Translation:Bíonn sceitimíní air nuair a théann sé go dtí an Ghearmáin.
Bíonn sceitimíní air nuair théann sé go dtí an Ghearmáin
Was given to me as a correct answer. As far as I'm aware, you need the relative particle a after nuair, so the above one would actually be incorrect. In fact, no example in FGB or on GnaG shows it without the particle.
Note: It was one of those "please choose all correct answers" questions.
Yeah, you're right...it was just a bit of a mess in the Incubator. (The sentence "Bíonn sceitimíní air nuair théann sé go dtí an Ghearmáin" was added to the Incubator several months ago...whoever added it must have been typing too fast and missed the "a". When I fixed it a few weeks ago, the "a"-less option remained with a blue star (which marks a "best translation"), causing it to come up in exercises. I've removed all traces of the "a"-less option and it shouldn't be an issue again)
What's the point of translating a sentence that's gibberish in standard English?
It's fine in Hiberno-English, so you could always think of it as a cultural easter egg?
Even if it were fine in Hiberno-English (though I doubt that particular phrase would pass muster anywhere), surely by the same logic we would be translating tú as thou, for example. Why intrude this one piece of dialect into an otherwise pretty neutral standard English?

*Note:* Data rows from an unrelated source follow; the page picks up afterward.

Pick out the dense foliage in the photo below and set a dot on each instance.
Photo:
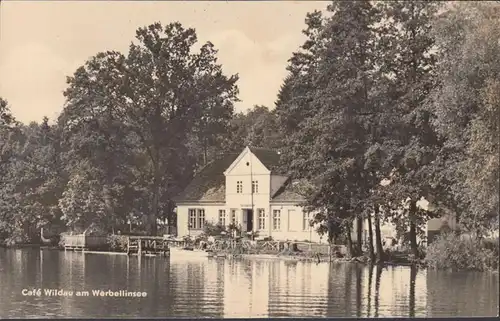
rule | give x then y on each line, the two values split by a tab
389	103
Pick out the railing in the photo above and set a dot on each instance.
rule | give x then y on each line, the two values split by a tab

I suppose because this is the only way to translate this particular bit of Irish grammar.
The difference is that nobody in Ireland still uses thou whereas some people here (a shrinking number but not zero) still distinguish between the continuous and habitual present. The entire sentence is correct in that dialect, it is not a mishmash two different language varieties as you imply.

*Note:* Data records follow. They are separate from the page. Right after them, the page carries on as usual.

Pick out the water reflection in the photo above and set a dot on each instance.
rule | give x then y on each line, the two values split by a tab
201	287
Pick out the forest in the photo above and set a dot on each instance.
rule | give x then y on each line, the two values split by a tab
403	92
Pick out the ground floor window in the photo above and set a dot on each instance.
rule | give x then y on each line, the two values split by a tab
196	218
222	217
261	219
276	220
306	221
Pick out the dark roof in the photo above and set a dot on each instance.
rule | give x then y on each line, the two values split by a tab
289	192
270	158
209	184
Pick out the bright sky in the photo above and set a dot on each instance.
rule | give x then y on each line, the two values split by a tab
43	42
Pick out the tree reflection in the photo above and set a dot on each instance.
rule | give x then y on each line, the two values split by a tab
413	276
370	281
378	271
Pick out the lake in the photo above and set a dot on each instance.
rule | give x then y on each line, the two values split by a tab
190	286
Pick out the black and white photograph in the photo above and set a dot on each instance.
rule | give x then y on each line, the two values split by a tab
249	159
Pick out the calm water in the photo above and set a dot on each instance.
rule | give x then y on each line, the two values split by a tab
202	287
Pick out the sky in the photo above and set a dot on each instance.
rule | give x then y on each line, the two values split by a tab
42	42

In my opinion it is very important to accept translations in Hiberno-English. However I agree that where it differs from other varieties of English, it might be better not to present it as the standard way of forming the sentence in English.
Bíonn doesn't really translate any other way. This is true of many of the features of Hiberno-English.
But I'm not trying to learn Hiberno-English, whatever that is. I have no idea what the phrase "he does be excited" actually means. So this isn't helping me learn Irish.
It's a common sentence structure in Irish, and there is no other way to translate it. This is not gibberish in "standard English", it is a common sentence structure in the dialect of English used in the country Irish came from. If it's not common in your dialect, that does not mean it's incorrect. This is true of many phrases in Irish.
Bíonn sceitimíní air nuair a théann sé go Gearmáin. was my answer but it insisted on go dtí an Ghearmáin. I know that in some cases you can skip dtí, I found this example, but with America, D’imigh sé go Meiriceá. Is this not possible with Germany because it's An Ghearmáin and must take dtí. or is it possible. Anyone know?
Most countries require the definite article, and therefore go dtí (and sa for "in").
The main exceptions are Éireann, Sasana, Albain, Meiriceá and Ceanada.